Daichi Kamada's 88th-minute strike did not just rescue a point for Japan. It rewrote the opening weekend of Group F, turned a routine Dutch win into a scrappy 2-2, and left four teams looking at a table that refuses to settle.

The match itself swung twice. Virgil van Dijk powered the Netherlands ahead early in the second half, the kind of centre-half goal that should have steadied things. It didn't. Roughly seven minutes later Keito Nakamura levelled, Crysencio Summerville restored the Dutch lead on 64 minutes, and then Kamada arrived two minutes from time to finish the comeback. Two-two. One point each. Group F is wide open.

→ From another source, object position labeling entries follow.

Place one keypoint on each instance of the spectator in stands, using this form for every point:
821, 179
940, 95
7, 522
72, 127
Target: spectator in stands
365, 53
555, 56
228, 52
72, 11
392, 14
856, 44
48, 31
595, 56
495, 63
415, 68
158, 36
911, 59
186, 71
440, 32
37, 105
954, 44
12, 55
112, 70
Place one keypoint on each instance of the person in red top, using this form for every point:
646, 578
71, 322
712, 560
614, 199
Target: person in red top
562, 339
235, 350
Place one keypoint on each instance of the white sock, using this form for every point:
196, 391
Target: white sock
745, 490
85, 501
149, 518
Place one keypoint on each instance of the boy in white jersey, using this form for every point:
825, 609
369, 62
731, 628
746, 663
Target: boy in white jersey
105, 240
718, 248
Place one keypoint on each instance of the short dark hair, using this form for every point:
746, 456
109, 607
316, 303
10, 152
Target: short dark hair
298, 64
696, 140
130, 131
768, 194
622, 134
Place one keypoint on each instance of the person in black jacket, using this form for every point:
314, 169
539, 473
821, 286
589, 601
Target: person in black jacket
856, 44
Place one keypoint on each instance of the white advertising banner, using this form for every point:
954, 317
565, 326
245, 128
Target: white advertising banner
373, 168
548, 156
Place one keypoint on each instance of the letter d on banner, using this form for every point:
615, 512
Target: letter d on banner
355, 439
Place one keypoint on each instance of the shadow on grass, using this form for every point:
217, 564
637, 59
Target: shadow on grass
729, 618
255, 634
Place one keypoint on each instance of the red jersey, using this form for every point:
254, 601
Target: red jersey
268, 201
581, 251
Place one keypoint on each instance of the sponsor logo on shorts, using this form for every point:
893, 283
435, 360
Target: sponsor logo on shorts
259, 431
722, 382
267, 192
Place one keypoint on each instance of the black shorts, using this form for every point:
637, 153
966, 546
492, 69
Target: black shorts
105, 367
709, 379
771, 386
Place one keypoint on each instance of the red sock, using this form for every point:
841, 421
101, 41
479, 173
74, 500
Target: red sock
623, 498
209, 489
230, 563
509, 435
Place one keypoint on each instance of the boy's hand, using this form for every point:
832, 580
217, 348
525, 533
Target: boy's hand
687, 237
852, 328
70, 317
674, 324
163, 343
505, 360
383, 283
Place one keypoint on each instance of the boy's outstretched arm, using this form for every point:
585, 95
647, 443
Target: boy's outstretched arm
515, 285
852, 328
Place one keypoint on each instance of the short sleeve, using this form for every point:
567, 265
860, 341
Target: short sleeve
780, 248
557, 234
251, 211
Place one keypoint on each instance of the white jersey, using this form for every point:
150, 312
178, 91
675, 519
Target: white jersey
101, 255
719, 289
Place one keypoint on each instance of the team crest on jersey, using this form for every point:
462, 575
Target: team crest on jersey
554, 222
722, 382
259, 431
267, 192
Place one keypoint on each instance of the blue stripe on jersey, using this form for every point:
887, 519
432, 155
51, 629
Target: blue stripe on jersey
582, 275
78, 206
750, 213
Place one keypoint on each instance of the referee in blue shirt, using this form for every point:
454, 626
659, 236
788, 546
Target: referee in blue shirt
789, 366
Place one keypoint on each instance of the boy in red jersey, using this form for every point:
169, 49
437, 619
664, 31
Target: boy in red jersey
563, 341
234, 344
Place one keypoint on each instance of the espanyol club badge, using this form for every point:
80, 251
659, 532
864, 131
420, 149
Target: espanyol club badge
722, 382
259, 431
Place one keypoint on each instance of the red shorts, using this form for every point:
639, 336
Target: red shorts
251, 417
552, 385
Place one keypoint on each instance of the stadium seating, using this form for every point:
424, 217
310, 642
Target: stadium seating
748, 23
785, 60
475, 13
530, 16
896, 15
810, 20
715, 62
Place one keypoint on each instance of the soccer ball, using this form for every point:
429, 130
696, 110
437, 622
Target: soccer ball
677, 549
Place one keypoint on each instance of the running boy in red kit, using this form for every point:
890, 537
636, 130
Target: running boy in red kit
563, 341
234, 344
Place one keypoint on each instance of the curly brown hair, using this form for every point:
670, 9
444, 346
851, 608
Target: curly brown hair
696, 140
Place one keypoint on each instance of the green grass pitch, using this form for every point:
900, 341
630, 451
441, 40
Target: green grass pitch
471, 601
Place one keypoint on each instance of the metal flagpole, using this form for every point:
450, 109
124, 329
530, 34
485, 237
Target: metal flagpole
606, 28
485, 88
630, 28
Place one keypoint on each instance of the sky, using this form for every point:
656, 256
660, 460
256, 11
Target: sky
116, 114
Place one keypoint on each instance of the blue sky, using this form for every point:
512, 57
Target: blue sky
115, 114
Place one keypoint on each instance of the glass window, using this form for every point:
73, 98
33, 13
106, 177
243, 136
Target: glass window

A familiar Japan, a wobbly Netherlands

There is a pattern here that anyone who watched Qatar 2022 will recognise. This is the same Japan that topped a group containing Spain and Germany three and a half years ago, and they have arrived at this tournament with the same trick in their pocket: absorb pressure, stay organised, strike when the European side gets sloppy.

Kamada's late equaliser was the cleanest expression of it. The Netherlands were 2-1 up with the clock running down, the kind of position a team built around Van Dijk should close out without drama. Instead, the Dutch back line lost its shape just long enough for Japan to find the goal that mattered.

The Netherlands will look at this and see a result they should have won. Two goals on the board, one of them from their captain, one from a Premier League winger in Summerville. The xG sheet probably tells a kinder story than the scoreboard. But group-stage points are not awarded on chances created, and the Dutch leave matchday one with one of them when they had two firmly in hand.

For Japan, the read is the inverse. They have already banked the harder fixture on paper, conceded twice but answered twice, and walk into their next match knowing the group's nominal favourite did not beat them. That is the appeal of being underestimated.

What the group market is showing

The Group F winner market on Polymarket has not yet declared a runaway. The Group F winner contract on Polymarket prices Netherlands as the clearest lean at 47%, with Japan at 29%, Sweden at 18% and Tunisia at 6%, as of 14 June 2026. The Dutch lead the four-way race but they do not dominate it; nearly a coin-flip of probability is spread across the other three.

That sits awkwardly against the draw the Netherlands just signed. A team priced at 47% to top its group, having dropped two points in its opener to the side priced second, has compressed its margin for error. The 47% figure is a snapshot, not a verdict, and the durable read is the qualitative one: the Netherlands are favoured but they are not clear of the chasing pack, and Japan have just demonstrated exactly why the gap is what it is rather than wider.

Reading these figures correctly is its own discipline. A 47% implied probability is not a prediction that the Netherlands win the group; it is the price at which the market is roughly indifferent between betting yes and no. Our explainer on how prediction market odds work walks through the mechanics, and the companion piece on implied probability covers why those percentages are best read as snapshots rather than forecasts.

Where this leaves Group F

Four teams, two matches still to play each, and a table that reads identically across the top: Netherlands one point, Japan one point. Sweden and Tunisia have their openers still to digest, and the market's pricing of Sweden at 18% suggests traders are not writing them off as a third-place qualifier candidate either.

The practical upshot for the Netherlands: a win against Tunisia, on paper their gentlest fixture, becomes close to compulsory. For Japan: the same draw means a result against Sweden likely settles whether they top the group, finish second, or scramble for a best-third-placed slot.

Van Dijk's goal will be the highlight package. Kamada's will be the one that matters in the table.

The editorial take

This was not an upset, exactly. A 2-2 between a top-tier European side and a Japan team that has been quietly punching above its weight for half a decade is the kind of result the form book accommodates. But it is a reminder of something the group market was already telling us before kick-off: Group F is not a one-team group, and the Dutch favourite status was always priced thinner than the casual reader assumed.

The interesting story now is whether Japan back this up against Sweden. Resilience as a one-off is a footnote; resilience as a repeated pattern is the thing that gets a team out of a group and into the knockouts as the side nobody wants to draw. Worth watching closely.

iPredicta tracks the Group F winner contract alongside the wider World Cup market menu, and the matchday-one shifts across all twelve groups are where the most interesting repricing tends to happen first.

Frequently asked questions

What does the Group F winner market look like after Netherlands 2-2 Japan?

As of 14 June 2026, Polymarket prices Netherlands at 47%, Japan at 29%, Sweden at 18% and Tunisia at 6% to win Group F. The Dutch are the clearest lean but not a runaway, and the spread across the other three teams reflects a group that is still genuinely open after one round of fixtures.

Why did this result move the group market?

The Netherlands led twice and let a 2-1 lead slip in the 88th minute, banking one point instead of three. That alone tightens their path to topping the group, and Japan walking away with a point against the group's nominal favourite is exactly the scenario that compresses the gap between first and second seed.